The small jib is, I believe, the jib that came with the boat back in the late 1980's. When a new taller mast was put in Ladybug about 10 years ago, this jib was modified slightly and restitched. The sail cloth must be a good one because it is still in very good condition and it holds its shape quite well even when beating in heavier winds or furled in a few rolls. I will repair the worn stitching by hand, using the machine stitched holes and a heavy darning needle and palm to replace the worn stitching with fresh polyester sunbrella thread. This will likely take me a day of labour. I will then re-hoist this as our working jib.

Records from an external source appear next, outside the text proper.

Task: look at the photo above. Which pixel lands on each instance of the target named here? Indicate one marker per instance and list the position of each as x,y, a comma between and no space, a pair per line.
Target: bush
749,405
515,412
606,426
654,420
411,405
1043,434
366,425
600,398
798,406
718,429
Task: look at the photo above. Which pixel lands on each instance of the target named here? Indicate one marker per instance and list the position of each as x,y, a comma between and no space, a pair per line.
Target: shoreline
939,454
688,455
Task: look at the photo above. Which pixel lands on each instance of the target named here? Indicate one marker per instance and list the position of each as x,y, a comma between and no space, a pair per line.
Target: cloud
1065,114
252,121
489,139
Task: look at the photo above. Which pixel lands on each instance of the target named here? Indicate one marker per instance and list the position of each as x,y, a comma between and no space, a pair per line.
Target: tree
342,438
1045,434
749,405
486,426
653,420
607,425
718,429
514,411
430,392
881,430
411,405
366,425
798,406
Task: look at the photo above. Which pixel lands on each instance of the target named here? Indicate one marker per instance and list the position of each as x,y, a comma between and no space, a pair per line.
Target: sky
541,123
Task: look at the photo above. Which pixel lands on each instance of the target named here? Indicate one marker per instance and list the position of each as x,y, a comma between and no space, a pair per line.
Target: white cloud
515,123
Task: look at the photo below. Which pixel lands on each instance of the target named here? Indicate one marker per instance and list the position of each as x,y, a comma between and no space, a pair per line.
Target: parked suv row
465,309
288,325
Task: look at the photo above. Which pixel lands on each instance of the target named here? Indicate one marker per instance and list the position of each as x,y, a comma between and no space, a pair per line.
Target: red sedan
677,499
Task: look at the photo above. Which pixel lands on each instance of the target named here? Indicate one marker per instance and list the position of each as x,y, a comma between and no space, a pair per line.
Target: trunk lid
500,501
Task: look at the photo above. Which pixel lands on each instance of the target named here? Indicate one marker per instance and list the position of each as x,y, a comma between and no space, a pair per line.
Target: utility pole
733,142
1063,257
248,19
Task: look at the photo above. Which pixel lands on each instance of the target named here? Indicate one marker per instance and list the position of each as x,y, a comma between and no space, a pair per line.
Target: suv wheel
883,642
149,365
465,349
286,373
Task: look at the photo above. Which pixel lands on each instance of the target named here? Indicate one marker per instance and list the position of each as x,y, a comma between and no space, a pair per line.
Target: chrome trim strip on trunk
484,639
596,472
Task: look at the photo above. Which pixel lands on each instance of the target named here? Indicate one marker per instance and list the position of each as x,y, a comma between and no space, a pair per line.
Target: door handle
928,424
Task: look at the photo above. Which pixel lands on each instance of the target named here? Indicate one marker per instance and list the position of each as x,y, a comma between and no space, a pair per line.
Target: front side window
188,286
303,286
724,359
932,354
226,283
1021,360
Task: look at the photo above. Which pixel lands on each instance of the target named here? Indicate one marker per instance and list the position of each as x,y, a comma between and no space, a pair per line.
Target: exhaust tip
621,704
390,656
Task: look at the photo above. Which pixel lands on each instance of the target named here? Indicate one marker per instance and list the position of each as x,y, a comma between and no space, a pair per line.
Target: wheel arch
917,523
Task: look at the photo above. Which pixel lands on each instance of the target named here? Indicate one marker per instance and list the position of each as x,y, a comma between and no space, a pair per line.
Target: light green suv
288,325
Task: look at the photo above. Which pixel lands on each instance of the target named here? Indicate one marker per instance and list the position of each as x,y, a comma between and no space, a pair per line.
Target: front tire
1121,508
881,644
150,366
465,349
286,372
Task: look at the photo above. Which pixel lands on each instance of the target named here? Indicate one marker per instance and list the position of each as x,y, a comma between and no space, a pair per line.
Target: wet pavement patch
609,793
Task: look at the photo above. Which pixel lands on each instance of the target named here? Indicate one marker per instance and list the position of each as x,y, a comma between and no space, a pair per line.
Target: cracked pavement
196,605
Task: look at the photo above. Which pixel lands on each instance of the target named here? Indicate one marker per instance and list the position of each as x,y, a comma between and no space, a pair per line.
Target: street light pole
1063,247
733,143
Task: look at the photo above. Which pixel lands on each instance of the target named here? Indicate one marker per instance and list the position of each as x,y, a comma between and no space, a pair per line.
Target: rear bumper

We used the big jib for the passage yesterday and were reminded of its strengths and weaknesses. The passage started in light winds and the speed we were able to make in these put a smile on my face. But that smile disappeared as the wind increased to 10 and then 15 knots on the nose and I had to reef the main. In these winds we would normally use our full small jib, but the boat was just overpowered with the full larger jib. We had more trouble tacking and we had to reef the beast in order to keep the boat at a decent angle of heel. The loads on the roller furler while reefing were substantially more and even though we ran off downwind to do the furling, it was all I could do to haul in the line by hand.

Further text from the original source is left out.